We must change ourselves. We must change our habits. We must slowly drop out of consumer culture. We must remove our support of corporate monsters and return our support of local businesses. Forcing others to change won’t work but making real change happen in our own lives will. If you don’t support the production of nuclear waste and your electricity comes from a nuclear power plant, find a way to change that; not by protesting in front of the plant but by making your own power or, as my friend Sharon is doing in her kitchen, do away with your need for electrical power. Your first reponse might be to think that idea is crazy but it’s not. It’s the easiest, most effective way to make a difference. You won’t change the nuclear power plant people. You could dedicate countless hours of time to legal battles with those folks and the people doing that work are courageous but there is a job for the rest of us. Those of us who use nuclear power you could walk away from their toxic waste and take our financial support with us. We could reduce the amount of energy we use, trying to eliminate it all together.

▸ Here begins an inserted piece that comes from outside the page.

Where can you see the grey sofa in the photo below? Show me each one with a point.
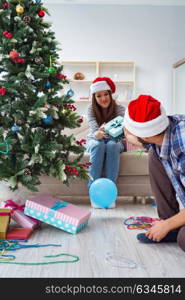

At this point I might be losing you because some obvious, classic questions come out of this line of thinking. Sticking with the nuclear power plant example, the question is, “How do you make your own power or do away with the need for electricity?” There isn’t just one answer to this question. Start with evaluating how much electricity you use. Next work to reduce that amount. Don’t give into the idea that the change must be instant. The inability to acheive perfection is an often given excuse for a lack of effort. It might take years to achieve your goals in their entirety but that journey could start today. Perhaps you can produce your own solar or wind generated electricity. Before you scoff at the cost, do some investigation. Check into price, review government programs that offer financial incentives. Look into grants, build our own wind turbine, build a gigantic hamster wheel for your over active dog- my point is that in these efforts you will find, if you work hard enough, the solution to your problem. It lies within you, not as blame to be placed on others. If you start down this road to change I will guess that as you free yourself from the nuclear power plant that others will be eager to learn more about what you did. Maybe you just started cooking in a solar oven. I bet other people will find that fascinating. There will be other people who will want this change as well and your help in making that change, not by storming the gates of the power plant but by removing your dependence on such a source of electricity and then helping others to do the same.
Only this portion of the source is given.